Enfim, passado meu habitual stress se teria comida e lugar para todos, me diverti bastante e matei o desejo de comer a tal da feijoada. E o principal: Luiz satisfeito e amigos repletos! Fiquei feliz.
Só faltou uma coisa: uma fileira de redes para dormir. Lógico que bateu a maior lombeira generalizada! A conversa começou a ficar um pouco lenta, os olhos meio caídos, o sofá mais disputado… e assim a festa foi chegando ao fim, com a promessa sem muita credibilidade de nos encontrarmos mais tarde para a “movida madrileña”.
Logo que o pessoal saiu, dei aquela encostadinha básica de quinze minutos no sofá, só para descansar um pouquinho.
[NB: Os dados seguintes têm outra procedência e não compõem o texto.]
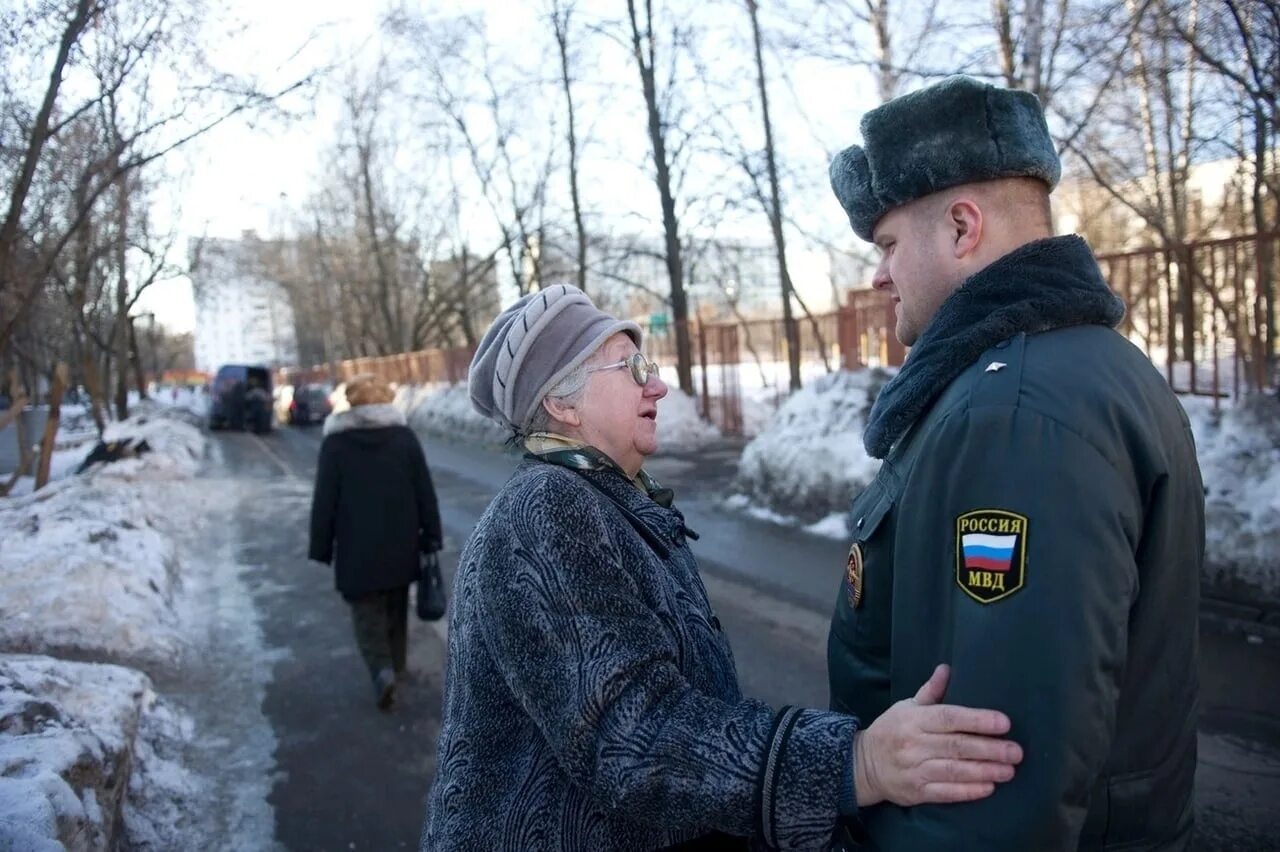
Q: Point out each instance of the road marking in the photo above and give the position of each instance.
(275, 457)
Quando abri os olhos, havia passado uma hora e meia e a casa já estava mais organizada. Em caso de reuniões, sou especialista no antes e Luiz no depois.
Daí fomos bater aquele papinho no quarto da TV e resolvi checar os e-mails no computador. Era por volta das 21:00hs e o interfone tocou. Brinquei com o Luiz: são nossos amigos que não vieram no almoço! Ele foi atender e não é que era mesmo nosso amigo! Começamos a rir pela confusão, mas ao mesmo tempo, fiquei na dúvida se havia acontecido alguma coisa e achei melhor ver primeiro o que tinha ocorrido.
Chegou nosso amigo sozinho, sem a esposa e a filha. Ele estava com o rosto de quem achava algo estranho e perguntei a ele, assim meio desconfiada, você sabia que era almoço, né? Claro que não. Coitado, acho que ele queria sumir! O pior é que se eles soubessem que era um almoço, a esposa e a filha poderiam ter vindo.
Esclarecido o mal entendido, demos boas gargalhadas e convenhamos, pode ter sido um pouco constrangedor, mas foi muito engraçado! Nesse momento, ele só podia agradecer o fato de não ser uma festa a fantasia! E, já que estávamos ali mesmo, por que não o segundo turno da feijoada? Começamos outra vez e no final, ainda mandei uma quentinha para minha amiga não ficar aguada.
Óbvio que depois ninguém aguentou sair coisa nenhuma! Enrolamos um pouco vendo televisão e dormimos como duas rochas.